Development of a Medicare Claims-Based Model to Predict Persistent High-Dose Opioid Use After Total Knee Replacement

Arthritis Care Res (Hoboken). 2021 Jan 15;10.1002/acr.24559. doi: 10.1002/acr.24559. Online ahead of print.


Objective: To develop a claims-based model to predict persistent high-dose opioid use amongst patients undergoing total knee replacement (TKR).

Methods: Using Medicare claims (2010-2014), we identified patients ≥65 years who underwent TKR with no history of high-dose opioid use (>25 mean morphine equivalents (MME)/day) in the year prior. We used group-based trajectory modeling to identify distinct opioid use patterns. The primary outcome was persistent high-dose opioid use in the year after TKR. We split the data into training (2010-2013) and test (2014) sets and used logistic regression with least absolute shrinkage and selection operator (LASSO) regularization utilizing a total of 83 pre-operative patient characteristics as candidate predictors. A reduced model with ten pre-specified variables which included demographics, opioid use and medication history was also considered.

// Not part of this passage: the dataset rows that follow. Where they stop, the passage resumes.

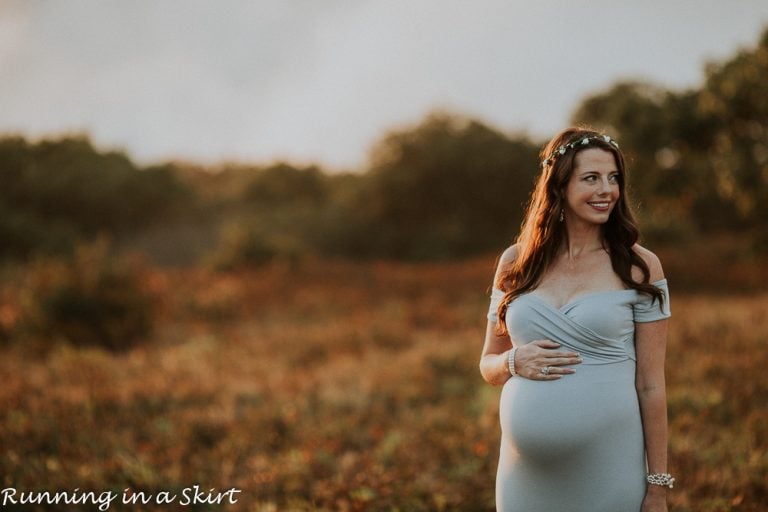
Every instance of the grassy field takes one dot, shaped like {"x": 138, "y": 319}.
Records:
{"x": 339, "y": 386}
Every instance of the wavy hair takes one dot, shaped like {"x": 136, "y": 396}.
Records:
{"x": 542, "y": 234}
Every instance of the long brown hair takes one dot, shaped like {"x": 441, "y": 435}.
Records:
{"x": 542, "y": 234}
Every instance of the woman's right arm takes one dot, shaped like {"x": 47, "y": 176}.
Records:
{"x": 494, "y": 366}
{"x": 529, "y": 358}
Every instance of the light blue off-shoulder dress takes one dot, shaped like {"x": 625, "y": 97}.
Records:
{"x": 576, "y": 444}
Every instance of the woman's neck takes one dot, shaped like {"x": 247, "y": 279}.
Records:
{"x": 582, "y": 239}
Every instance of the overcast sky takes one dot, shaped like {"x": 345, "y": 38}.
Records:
{"x": 321, "y": 80}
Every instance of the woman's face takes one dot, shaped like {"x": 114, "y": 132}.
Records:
{"x": 593, "y": 189}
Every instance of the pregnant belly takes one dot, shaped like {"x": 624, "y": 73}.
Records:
{"x": 556, "y": 420}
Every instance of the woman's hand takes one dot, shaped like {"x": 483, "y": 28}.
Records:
{"x": 655, "y": 500}
{"x": 540, "y": 360}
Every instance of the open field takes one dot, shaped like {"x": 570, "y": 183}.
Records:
{"x": 340, "y": 386}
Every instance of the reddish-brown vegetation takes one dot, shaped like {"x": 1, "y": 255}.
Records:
{"x": 340, "y": 386}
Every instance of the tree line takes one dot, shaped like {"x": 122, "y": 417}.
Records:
{"x": 448, "y": 187}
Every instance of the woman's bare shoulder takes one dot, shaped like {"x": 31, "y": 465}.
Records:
{"x": 651, "y": 260}
{"x": 509, "y": 255}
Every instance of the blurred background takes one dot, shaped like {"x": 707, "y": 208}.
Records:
{"x": 249, "y": 244}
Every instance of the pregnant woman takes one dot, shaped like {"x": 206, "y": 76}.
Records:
{"x": 577, "y": 337}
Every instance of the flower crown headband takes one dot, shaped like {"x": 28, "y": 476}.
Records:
{"x": 579, "y": 142}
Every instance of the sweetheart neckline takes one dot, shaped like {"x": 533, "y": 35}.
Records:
{"x": 584, "y": 296}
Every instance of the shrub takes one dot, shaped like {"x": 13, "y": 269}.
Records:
{"x": 90, "y": 299}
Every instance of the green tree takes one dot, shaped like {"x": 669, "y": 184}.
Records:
{"x": 448, "y": 187}
{"x": 735, "y": 95}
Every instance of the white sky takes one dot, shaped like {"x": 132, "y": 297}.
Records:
{"x": 321, "y": 80}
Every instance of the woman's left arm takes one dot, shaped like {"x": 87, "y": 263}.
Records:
{"x": 651, "y": 348}
{"x": 651, "y": 343}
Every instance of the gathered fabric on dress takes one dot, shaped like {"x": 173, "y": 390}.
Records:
{"x": 576, "y": 443}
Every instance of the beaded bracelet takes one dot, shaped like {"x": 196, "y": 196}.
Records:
{"x": 511, "y": 361}
{"x": 662, "y": 479}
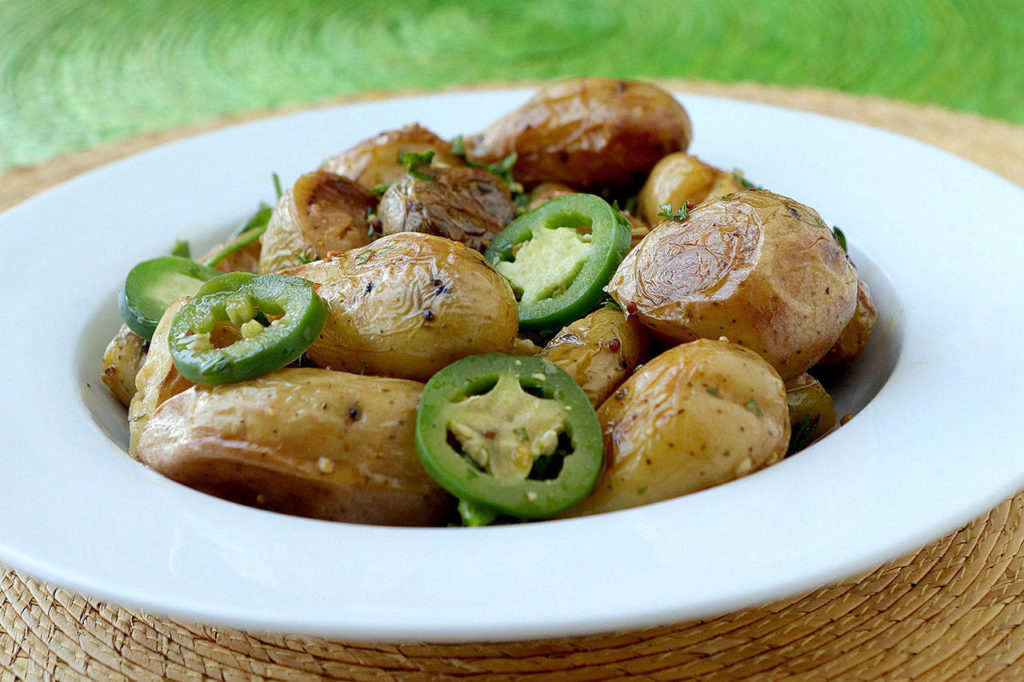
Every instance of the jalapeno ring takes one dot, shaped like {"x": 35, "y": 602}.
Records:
{"x": 559, "y": 256}
{"x": 296, "y": 315}
{"x": 513, "y": 434}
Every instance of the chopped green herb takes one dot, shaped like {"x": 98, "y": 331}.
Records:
{"x": 840, "y": 237}
{"x": 417, "y": 161}
{"x": 181, "y": 249}
{"x": 737, "y": 175}
{"x": 802, "y": 432}
{"x": 681, "y": 214}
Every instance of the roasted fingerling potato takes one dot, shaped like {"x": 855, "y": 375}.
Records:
{"x": 599, "y": 351}
{"x": 467, "y": 205}
{"x": 698, "y": 415}
{"x": 679, "y": 179}
{"x": 322, "y": 213}
{"x": 410, "y": 304}
{"x": 305, "y": 441}
{"x": 588, "y": 133}
{"x": 811, "y": 412}
{"x": 757, "y": 267}
{"x": 122, "y": 359}
{"x": 377, "y": 163}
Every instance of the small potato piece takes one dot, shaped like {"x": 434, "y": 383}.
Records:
{"x": 811, "y": 411}
{"x": 410, "y": 304}
{"x": 467, "y": 205}
{"x": 305, "y": 441}
{"x": 122, "y": 360}
{"x": 680, "y": 178}
{"x": 375, "y": 162}
{"x": 157, "y": 380}
{"x": 245, "y": 259}
{"x": 698, "y": 415}
{"x": 588, "y": 133}
{"x": 323, "y": 212}
{"x": 757, "y": 267}
{"x": 599, "y": 351}
{"x": 854, "y": 336}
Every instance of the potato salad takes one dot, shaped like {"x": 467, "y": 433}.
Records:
{"x": 563, "y": 313}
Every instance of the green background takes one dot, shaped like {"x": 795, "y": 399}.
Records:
{"x": 75, "y": 75}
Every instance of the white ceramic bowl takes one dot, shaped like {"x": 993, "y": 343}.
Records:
{"x": 936, "y": 439}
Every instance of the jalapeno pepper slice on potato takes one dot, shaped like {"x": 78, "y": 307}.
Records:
{"x": 559, "y": 256}
{"x": 276, "y": 317}
{"x": 153, "y": 285}
{"x": 513, "y": 434}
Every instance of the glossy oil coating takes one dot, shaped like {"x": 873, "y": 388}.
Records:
{"x": 408, "y": 305}
{"x": 757, "y": 267}
{"x": 323, "y": 212}
{"x": 588, "y": 133}
{"x": 696, "y": 416}
{"x": 307, "y": 441}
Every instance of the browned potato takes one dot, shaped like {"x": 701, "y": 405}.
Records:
{"x": 157, "y": 380}
{"x": 322, "y": 213}
{"x": 410, "y": 304}
{"x": 698, "y": 415}
{"x": 855, "y": 334}
{"x": 811, "y": 411}
{"x": 306, "y": 441}
{"x": 599, "y": 351}
{"x": 122, "y": 359}
{"x": 757, "y": 267}
{"x": 587, "y": 133}
{"x": 467, "y": 205}
{"x": 680, "y": 178}
{"x": 375, "y": 162}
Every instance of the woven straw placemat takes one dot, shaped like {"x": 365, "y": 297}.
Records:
{"x": 952, "y": 610}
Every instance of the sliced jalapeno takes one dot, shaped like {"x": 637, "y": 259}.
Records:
{"x": 559, "y": 256}
{"x": 512, "y": 434}
{"x": 154, "y": 285}
{"x": 278, "y": 316}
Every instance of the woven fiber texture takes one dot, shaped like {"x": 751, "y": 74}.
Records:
{"x": 75, "y": 74}
{"x": 952, "y": 610}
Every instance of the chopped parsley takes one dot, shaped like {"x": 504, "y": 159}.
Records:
{"x": 681, "y": 214}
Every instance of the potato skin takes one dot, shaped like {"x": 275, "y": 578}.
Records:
{"x": 122, "y": 359}
{"x": 757, "y": 267}
{"x": 698, "y": 415}
{"x": 808, "y": 400}
{"x": 598, "y": 351}
{"x": 588, "y": 133}
{"x": 680, "y": 178}
{"x": 306, "y": 441}
{"x": 323, "y": 212}
{"x": 467, "y": 205}
{"x": 375, "y": 162}
{"x": 410, "y": 304}
{"x": 157, "y": 380}
{"x": 855, "y": 334}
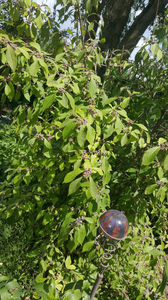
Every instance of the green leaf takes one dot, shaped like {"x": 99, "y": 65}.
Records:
{"x": 47, "y": 144}
{"x": 165, "y": 164}
{"x": 163, "y": 284}
{"x": 64, "y": 101}
{"x": 11, "y": 58}
{"x": 159, "y": 54}
{"x": 48, "y": 101}
{"x": 150, "y": 189}
{"x": 81, "y": 137}
{"x": 125, "y": 102}
{"x": 88, "y": 5}
{"x": 90, "y": 134}
{"x": 88, "y": 246}
{"x": 81, "y": 233}
{"x": 3, "y": 278}
{"x": 93, "y": 188}
{"x": 124, "y": 140}
{"x": 75, "y": 88}
{"x": 28, "y": 2}
{"x": 71, "y": 100}
{"x": 34, "y": 68}
{"x": 108, "y": 131}
{"x": 74, "y": 186}
{"x": 150, "y": 155}
{"x": 9, "y": 91}
{"x": 68, "y": 264}
{"x": 68, "y": 129}
{"x": 118, "y": 125}
{"x": 39, "y": 21}
{"x": 92, "y": 88}
{"x": 71, "y": 175}
{"x": 5, "y": 295}
{"x": 154, "y": 49}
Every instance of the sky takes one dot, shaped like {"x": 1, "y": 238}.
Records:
{"x": 51, "y": 3}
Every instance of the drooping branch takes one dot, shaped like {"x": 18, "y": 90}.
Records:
{"x": 94, "y": 17}
{"x": 115, "y": 16}
{"x": 141, "y": 23}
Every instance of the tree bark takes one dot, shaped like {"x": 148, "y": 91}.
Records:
{"x": 141, "y": 23}
{"x": 115, "y": 18}
{"x": 116, "y": 15}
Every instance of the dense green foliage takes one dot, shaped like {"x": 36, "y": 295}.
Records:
{"x": 75, "y": 148}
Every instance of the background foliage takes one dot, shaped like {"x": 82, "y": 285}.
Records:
{"x": 76, "y": 147}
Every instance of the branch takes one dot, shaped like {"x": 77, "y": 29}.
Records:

Results: The final study cohort included 142,089 patients who underwent TKR. The group-based trajectory model identified 4 distinct trajectories of opioid use (Group 1- short-term, low-dose, Group 2- moderate-duration, low-dose, Group 3- moderate-duration, high-dose, and Group 4-persistent high-dose). The model predicting persistent high-dose opioid use achieved high discrimination (area under the receiver operating characteristic curve (AUC) of 0.85; 95% CI, 0.84-0.86)) in the test set. The reduced model with ten predictors performed equally well (AUC=0.84; 95% CI, 0.84-0.85).

Conclusions: In this cohort of older patients, 10.6% became persistent high dose (mean=22.4 MME/day) opioid users after TKR. Our model with 10 readily available clinical factors may help identify patients at high risk of future adverse outcomes from persistent opioid use after TKR.